Лошади, свежие после трех дней отдыха, переступали копытами и вскидывали головы. Один из вьючных мулов попытался укусить соседа за холку и затеял с ним шумную потасовку. Я повернулся, чтобы вскочить на Ариана, и по дороге поймал устремленный на меня взгляд послушника Гуалькмая, стоящего с краю группы братьев. Я никогда не видел такого открытого, такого совершенно беззащитного лица, какое было у Гуалькмая в эту минуту. Ветер с болот шевелил светлую прядь на его лбу; он облизнул нижнюю губу, слабо улыбнулся и отвел глаза.

— Гуалькмай, — окликнул я его, не зная еще толком, что собираюсь сделать.

Его взгляд снова метнулся ко мне.

— Милорд Артос?

— Ты умеешь ездить верхом?

— Да.

— Тогда едем, лекарь нам пригодится.

Я оставил бы его здесь, чтобы он присоединился к нам потом вместе с нашими ранеными, но я знал, что Голт и остальные не будут ни в чем нуждаться на попечении брата Луциана, а если я не заберу мальчика сейчас, то мне его уже не видать.

— Остановись! Неужели тебе недостаточно четырех наших лучших лошадей, что ты хочешь взять с собой и наших братьев, — вскричал аббат и странным жестом распростер руки, похожие из-за широких рукавов на крылья, словно хотел защитить сгрудившихся за его спиной монахов.

— Мальчик всего лишь послушник и все еще может решать сам! Выбирай, Гуалькмай.

Он медленно оторвал свой взгляд от моего и перевел его на аббата.

— Святой отец, из меня вышел бы плохой монах, потому что сердцем я был бы в другом месте, — и с этими словами он вышел из толпы братьев и остановился у моего стремени. — Я твой, милорд Артос, телом и душой.

И коснулся эфеса моего меча, словно давал клятву.

Аббат запротестовал снова, более горячо, чем раньше, а потом умолк; его монахи и мои Товарищи, тоже молча, стояли и наблюдали за происходящим. Но не думаю, чтобы мы с Гуалькмаем услышали, что именно прокричал старик.

Я сказал:

— Что ж, это хорошо; мне кажется, в тебе есть нечто, что пригодится нам среди Товарищей.

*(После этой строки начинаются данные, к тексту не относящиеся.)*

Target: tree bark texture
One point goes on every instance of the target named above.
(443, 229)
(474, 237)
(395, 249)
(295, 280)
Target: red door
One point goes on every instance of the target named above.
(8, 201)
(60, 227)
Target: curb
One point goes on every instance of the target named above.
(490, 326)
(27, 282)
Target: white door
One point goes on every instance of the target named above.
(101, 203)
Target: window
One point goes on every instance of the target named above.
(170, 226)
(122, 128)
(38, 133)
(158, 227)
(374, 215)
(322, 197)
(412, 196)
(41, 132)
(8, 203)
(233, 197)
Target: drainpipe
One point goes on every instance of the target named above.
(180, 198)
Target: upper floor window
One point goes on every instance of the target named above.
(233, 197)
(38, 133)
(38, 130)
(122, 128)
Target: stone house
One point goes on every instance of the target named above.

И повернулся в седле, чтобы приказать паре погонщиков взнуздать одну из монастырских лошадей и набросить ей на спину потник.

Пока они это делали, Гуалькмай — так спокойно, точно мы условились о его отъезде со мной много недель назад, — принялся затягивать ремень из сыромятной кожи и подвязывать стесняющие движения полы одежды.

— У тебя нет ничего, за чем бы ты хотел сходить? Никакого узелка с вещами? — спросил я.

— Ничего, кроме того, что на мне. Это помогает путешествовать налегке.

Он ни разу не оглянулся ни на аббата, ни на кого-либо из монахов. Кто-то подсадил его, и он устроился поудобнее на потнике, подобрал поводья и, развернув лошадь, встал в строй. Товарищи один за другим вскочили в седла, и мы со звоном и топотом выехали за ворота и направились к окраине болот и к старой дороге легионеров, что шла от Глейна прямо на север, к Линдуму.

Глава седьмая. Границы

Аббат, что было совершенно естественно, пожаловался на меня епископу Линдума; но епископ, хоть и ревностный служитель веры, был тщедушным человечком, крикливым, но безобидным, как землеройка, и его было нетрудно утихомирить. Тем не менее, это стало началом враждебных отношений между мной и церковью, которые продолжались с тех пор почти все время…

Прошло шесть лет, и каждое лето мы проводили в стычках с Октой Хенгестсоном и его сыном Оиском, который уже достиг того возраста, когда мог встать во главе войска. Линдум, от которого во все стороны, словно спицы в колесе, разбегались неухоженные дороги, был идеальной базой для военных кампаний тех лет; и там, в старой крепости Девятого легиона, которую передал в наше распоряжение герцог Гидарий, мы устроили зимние квартиры и наносили из них удары на юг, к Глейну и берегам эстуария Метариса; на запад, вдоль открытого побережья; и на север, чтобы загнать Морских Волков обратно в реку Абус.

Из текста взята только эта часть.